Inovio, another U.S. biopharmaceutical, specializes in DNA vaccines – which work in a similar way to RNA vaccines explained above but work at an earlier link of the chain.

As an analogy, DNA can be thought of as a reference book in a library, while RNA is like a photocopy of a page from that book containing instructions to carry out a task.

"We plan to begin human clinical trials in the U.S. in April and soon thereafter in China and South Korea, where the outbreak is impacting the most people," said J. Joseph Kim, Inovio's president and CEO, in a statement.

"We plan on delivering 1 million doses by year-end with existing resources and capacity."

Firm: BionTech

What it is: Vaccine

When it might come: Not yet clear

BioNTech, a Turkish-founded pharmaceutical company in Germany, also recently joined the race, signing contracts with Chinese Shanghai Fosun Pharmaceuticals and U.S.-based medical giant Pfizer to jointly develop its mRNA-based COVID-19 vaccine.

The company, owned by Turkish scientist professor Uğur Şahin, said it will collaborate on developing its "BNT 162" shot, conducting clinical trials and the marketing of the finished product in China with Fosun, while it will own all rights for the vaccine in other international markets and work with Pfizer to co-develop and distribute it in zones, excluding China.

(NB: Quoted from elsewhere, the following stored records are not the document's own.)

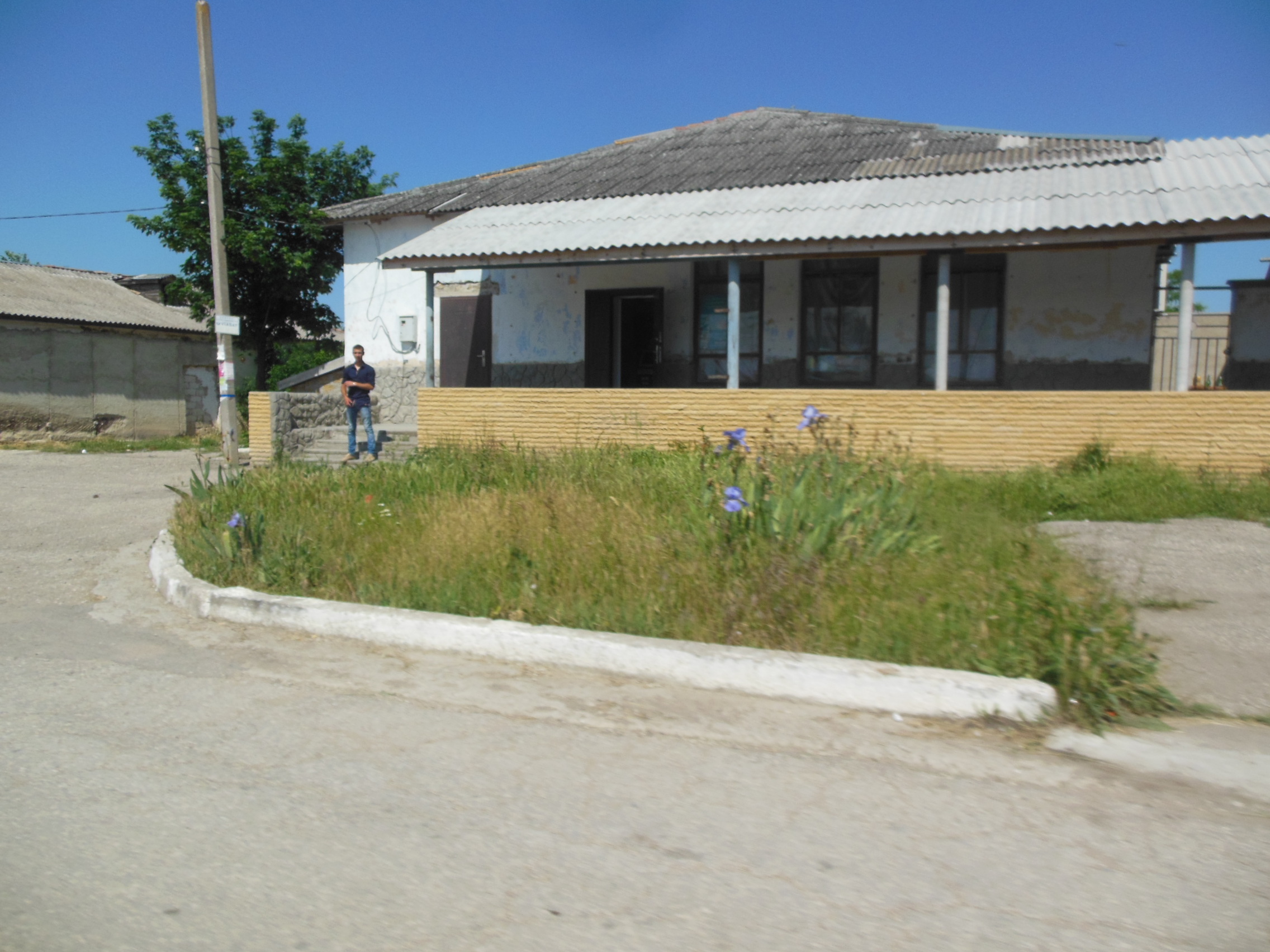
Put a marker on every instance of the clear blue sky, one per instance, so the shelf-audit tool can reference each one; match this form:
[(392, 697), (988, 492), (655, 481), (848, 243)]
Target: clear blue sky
[(442, 91)]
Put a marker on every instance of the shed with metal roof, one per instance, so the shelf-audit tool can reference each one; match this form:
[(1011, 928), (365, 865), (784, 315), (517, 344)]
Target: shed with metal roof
[(82, 355)]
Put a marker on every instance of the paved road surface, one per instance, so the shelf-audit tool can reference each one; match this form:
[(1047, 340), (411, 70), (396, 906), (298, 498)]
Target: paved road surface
[(168, 783)]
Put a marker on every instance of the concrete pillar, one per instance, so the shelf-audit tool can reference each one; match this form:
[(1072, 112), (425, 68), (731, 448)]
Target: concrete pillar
[(430, 349), (733, 324), (1185, 319), (942, 297)]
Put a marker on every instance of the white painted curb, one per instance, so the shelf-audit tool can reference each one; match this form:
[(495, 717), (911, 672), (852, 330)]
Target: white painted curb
[(871, 686)]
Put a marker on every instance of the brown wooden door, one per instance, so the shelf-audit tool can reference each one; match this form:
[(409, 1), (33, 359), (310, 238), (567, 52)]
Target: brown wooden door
[(466, 342)]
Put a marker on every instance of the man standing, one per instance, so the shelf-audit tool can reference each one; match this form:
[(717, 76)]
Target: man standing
[(357, 386)]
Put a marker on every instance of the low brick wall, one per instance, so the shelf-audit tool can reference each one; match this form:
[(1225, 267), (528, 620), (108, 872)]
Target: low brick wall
[(287, 423), (972, 430)]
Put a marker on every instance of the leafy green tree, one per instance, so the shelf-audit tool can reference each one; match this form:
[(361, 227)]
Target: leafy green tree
[(281, 255), (302, 356)]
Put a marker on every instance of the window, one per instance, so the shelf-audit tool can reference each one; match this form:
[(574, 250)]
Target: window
[(976, 292), (840, 321), (712, 297)]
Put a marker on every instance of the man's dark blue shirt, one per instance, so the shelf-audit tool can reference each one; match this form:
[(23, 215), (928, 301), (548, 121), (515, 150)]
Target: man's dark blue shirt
[(360, 395)]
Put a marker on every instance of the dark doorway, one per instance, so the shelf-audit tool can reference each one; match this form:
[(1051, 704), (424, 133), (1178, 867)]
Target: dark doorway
[(466, 341), (624, 338)]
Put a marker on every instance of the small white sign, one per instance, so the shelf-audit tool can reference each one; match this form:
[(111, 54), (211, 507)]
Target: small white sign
[(228, 325)]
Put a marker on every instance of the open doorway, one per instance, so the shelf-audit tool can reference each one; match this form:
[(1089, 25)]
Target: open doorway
[(624, 338)]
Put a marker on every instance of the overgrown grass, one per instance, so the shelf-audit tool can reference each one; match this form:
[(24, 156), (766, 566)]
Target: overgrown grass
[(110, 445), (923, 565)]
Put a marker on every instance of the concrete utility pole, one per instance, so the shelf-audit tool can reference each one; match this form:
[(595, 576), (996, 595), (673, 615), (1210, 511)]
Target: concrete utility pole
[(228, 416), (1185, 320), (733, 323), (941, 323)]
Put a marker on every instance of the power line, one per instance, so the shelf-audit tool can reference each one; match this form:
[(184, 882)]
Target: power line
[(72, 215)]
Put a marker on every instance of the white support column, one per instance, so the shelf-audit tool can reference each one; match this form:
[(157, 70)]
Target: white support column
[(733, 324), (1185, 319), (941, 324), (430, 347)]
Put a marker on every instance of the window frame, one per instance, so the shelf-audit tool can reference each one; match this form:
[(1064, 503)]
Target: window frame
[(874, 265), (696, 321), (962, 263)]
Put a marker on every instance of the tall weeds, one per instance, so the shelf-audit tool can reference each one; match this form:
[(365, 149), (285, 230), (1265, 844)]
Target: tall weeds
[(805, 548)]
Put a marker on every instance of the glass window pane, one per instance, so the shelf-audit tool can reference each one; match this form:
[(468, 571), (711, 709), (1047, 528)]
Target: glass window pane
[(713, 321), (819, 315), (856, 328), (981, 369), (750, 330), (982, 293), (713, 370), (838, 370)]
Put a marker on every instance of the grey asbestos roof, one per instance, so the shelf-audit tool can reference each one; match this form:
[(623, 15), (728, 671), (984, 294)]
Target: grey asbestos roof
[(1225, 182), (48, 292), (755, 149)]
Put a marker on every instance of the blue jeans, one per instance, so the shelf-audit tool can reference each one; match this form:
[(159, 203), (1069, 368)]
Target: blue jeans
[(365, 413)]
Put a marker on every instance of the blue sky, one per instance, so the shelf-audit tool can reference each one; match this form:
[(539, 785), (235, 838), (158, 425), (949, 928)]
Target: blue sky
[(440, 92)]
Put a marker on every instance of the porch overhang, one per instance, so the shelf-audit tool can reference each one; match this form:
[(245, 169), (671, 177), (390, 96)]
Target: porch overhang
[(1066, 239), (1193, 192)]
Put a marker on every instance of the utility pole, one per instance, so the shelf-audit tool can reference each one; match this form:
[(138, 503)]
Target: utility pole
[(228, 416)]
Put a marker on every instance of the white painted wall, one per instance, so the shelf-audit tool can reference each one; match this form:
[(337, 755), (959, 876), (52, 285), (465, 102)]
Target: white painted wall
[(1091, 305), (781, 293), (540, 313)]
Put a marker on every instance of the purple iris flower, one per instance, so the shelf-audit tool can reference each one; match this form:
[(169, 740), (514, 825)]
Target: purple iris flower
[(809, 417)]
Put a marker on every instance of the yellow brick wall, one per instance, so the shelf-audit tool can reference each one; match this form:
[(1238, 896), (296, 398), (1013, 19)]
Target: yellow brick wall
[(259, 413), (972, 430)]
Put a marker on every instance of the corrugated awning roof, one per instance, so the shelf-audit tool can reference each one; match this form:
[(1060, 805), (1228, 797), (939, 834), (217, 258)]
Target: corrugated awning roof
[(87, 297), (750, 150), (1207, 180)]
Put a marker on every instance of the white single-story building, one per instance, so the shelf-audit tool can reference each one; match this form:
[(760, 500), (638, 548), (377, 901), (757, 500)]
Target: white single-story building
[(779, 248)]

Clinical trials for the shot will begin by the end of April, the company said a statement March 17.

"In addition, we are working on a novel therapeutic approach for those patients who have already been infected – we plan to disclose more on that effort in the coming weeks," said Şahin.

Test kits

Serhat Pala and his wife Zeynep Ilgaz Pala, a Turkish couple living in the U.S., announced that they can produce testing kits that can diagnose COVID-19 within three to 10 minutes.

As part of their work for their San Diego-based company "Confirm Biosciences," the couple said their test has already advanced to the production stage. Unlike its competitors, the test uses a blood sample, instead of taking swabs from the nose and mouth.

The test has been sent to China, Europe and other continents. The couple said their aim is to produce 500,000 tests per day so health institutions and hospitals can provide rapid diagnostic tests for the virus and offer medical treatment to a larger number of people in a shorter amount of time.

Other notable efforts

British drugmaker GlaxoSmithKline has teamed up with a Chinese biotech firm, providing adjuvant platform technology. An adjuvant is added to some vaccines to enhance the immune response, thereby creating a stronger and longer-lasting immunity against infections than the vaccine alone.

Like Moderna, CureVac is working with the University of Queensland on a messenger RNA vaccine. Its CEO Daniel Menichella met with the White House earlier this month and announced the company expects to have a candidate within a few months.

American pharmaceutical company Johnson & Johnson wants to repurpose some of its existing drugs to see how they might help treat the symptoms of patients already infected with the virus. It's also working on developing a vaccine involving a deactivated version of the pathogen.

California-based Vir biotechnology has isolated antibodies from SARS survivors and is looking to see if these can treat the new coronavirus. Its platform has previously developed treatments for Ebola and other diseases.

Even the likes of chloroquine – the synthetic form of quinine used to treat malaria – may have some properties that fight the virus, and scientists are calling for more work to investigate.